De acordo com os autos, em entrevista a uma emissora de rádio, o deputado estadual citou projeto de lei da colega parlamentar voltado ao apoio emergencial a vítimas de operações policiais, utilizando expressões que teriam associado a proposta ao crime organizado.
Na queixa-crime, O.S. afirmou que a manifestação do deputado teria se configurado como "campanha atentatória" à sua honra e à sua imagem, em manifestações que, segundo ela, "extrapolam os limites da crítica política legítima", justificando inclusive pedido de remoção dos conteúdos de plataformas digitais.

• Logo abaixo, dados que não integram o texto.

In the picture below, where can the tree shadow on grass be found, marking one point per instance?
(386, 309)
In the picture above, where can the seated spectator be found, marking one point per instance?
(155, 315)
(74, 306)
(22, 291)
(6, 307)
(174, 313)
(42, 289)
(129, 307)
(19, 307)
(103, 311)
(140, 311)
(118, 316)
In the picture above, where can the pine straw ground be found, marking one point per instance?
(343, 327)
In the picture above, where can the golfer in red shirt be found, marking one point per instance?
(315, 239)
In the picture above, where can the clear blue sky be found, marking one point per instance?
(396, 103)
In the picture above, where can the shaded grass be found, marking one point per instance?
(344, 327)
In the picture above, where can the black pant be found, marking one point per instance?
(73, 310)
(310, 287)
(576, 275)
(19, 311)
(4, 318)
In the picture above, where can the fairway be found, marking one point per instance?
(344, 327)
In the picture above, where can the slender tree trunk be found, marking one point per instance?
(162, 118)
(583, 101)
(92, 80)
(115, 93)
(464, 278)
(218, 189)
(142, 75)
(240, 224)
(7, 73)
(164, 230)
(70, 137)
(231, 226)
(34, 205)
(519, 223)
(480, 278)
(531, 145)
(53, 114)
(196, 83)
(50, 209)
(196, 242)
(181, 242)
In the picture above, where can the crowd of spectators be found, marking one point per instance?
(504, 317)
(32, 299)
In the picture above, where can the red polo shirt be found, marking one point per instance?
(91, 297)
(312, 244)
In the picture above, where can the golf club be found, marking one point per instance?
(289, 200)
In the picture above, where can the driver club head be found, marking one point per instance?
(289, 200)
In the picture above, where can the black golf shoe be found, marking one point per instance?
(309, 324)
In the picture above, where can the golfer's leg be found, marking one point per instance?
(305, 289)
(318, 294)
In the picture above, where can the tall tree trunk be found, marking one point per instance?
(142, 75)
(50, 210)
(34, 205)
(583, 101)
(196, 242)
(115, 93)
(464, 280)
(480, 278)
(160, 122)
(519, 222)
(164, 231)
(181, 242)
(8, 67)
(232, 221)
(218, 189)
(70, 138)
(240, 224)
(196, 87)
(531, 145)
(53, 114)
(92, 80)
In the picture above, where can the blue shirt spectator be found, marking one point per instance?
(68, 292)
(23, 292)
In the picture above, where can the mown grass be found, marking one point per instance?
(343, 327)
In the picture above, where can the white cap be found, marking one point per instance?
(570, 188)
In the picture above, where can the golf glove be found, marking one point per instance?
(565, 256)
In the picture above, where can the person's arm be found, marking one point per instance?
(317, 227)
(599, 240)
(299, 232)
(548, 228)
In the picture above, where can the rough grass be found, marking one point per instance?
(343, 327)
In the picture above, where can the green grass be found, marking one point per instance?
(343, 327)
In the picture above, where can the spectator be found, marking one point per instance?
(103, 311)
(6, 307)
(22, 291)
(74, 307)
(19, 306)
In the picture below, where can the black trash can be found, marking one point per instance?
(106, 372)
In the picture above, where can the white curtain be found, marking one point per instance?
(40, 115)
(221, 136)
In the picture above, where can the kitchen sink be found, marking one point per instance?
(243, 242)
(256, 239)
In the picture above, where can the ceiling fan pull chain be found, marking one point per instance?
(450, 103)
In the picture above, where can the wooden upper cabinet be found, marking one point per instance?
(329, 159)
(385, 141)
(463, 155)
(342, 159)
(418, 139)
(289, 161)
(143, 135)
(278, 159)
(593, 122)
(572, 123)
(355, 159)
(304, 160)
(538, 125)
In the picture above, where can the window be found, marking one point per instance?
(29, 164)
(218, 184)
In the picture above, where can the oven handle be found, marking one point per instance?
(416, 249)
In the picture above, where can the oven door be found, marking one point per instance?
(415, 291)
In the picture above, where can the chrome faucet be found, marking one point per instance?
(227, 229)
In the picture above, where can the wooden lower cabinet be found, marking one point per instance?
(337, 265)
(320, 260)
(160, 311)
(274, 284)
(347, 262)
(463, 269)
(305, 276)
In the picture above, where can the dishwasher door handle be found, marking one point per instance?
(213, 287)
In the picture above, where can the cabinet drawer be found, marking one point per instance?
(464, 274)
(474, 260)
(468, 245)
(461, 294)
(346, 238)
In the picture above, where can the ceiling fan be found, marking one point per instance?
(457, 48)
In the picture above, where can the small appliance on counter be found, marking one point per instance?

Ao receber a queixa-crime, o Tribunal de Justiça da Bahia (TJBA) indicou a presença de justa causa e indícios mínimos de materialidade e autoria para prosseguimento da ação penal privada. Os desembargadores também determinaram a remoção do conteúdo potencialmente ofensivo da internet, sob o fundamento de que a permanência do material em ambiente online poderia agravar os efeitos do alegado dano à deputada.
Para deputado, declarações estariam protegidas pela imunidade parlamentar
Em habeas corpus dirigido ao STJ, a defesa de D.C. alega não haver justa causa para prosseguimento da análise da queixa-crime, apontando que as declarações estariam protegidas pela imunidade parlamentar material prevista no artigo 53 da Constituição Federal, estendida aos deputados estaduais pelo artigo 27, parágrafo 1º, do texto constitucional.
O ministro Herman Benjamin considerou, em relação ao pedido liminar, que não houve demonstração de ilegalidade flagrante ou urgência que justificasse o arquivamento imediato da ação penal privada.
De acordo com o presidente do STJ, o exame mais aprofundado das alegações da defesa deve ser feito pelo colegiado competente no julgamento definitivo do habeas corpus, e não por meio de liminar. A análise caberá à Quinta Turma, sob relatoria do ministro Ribeiro Dantas.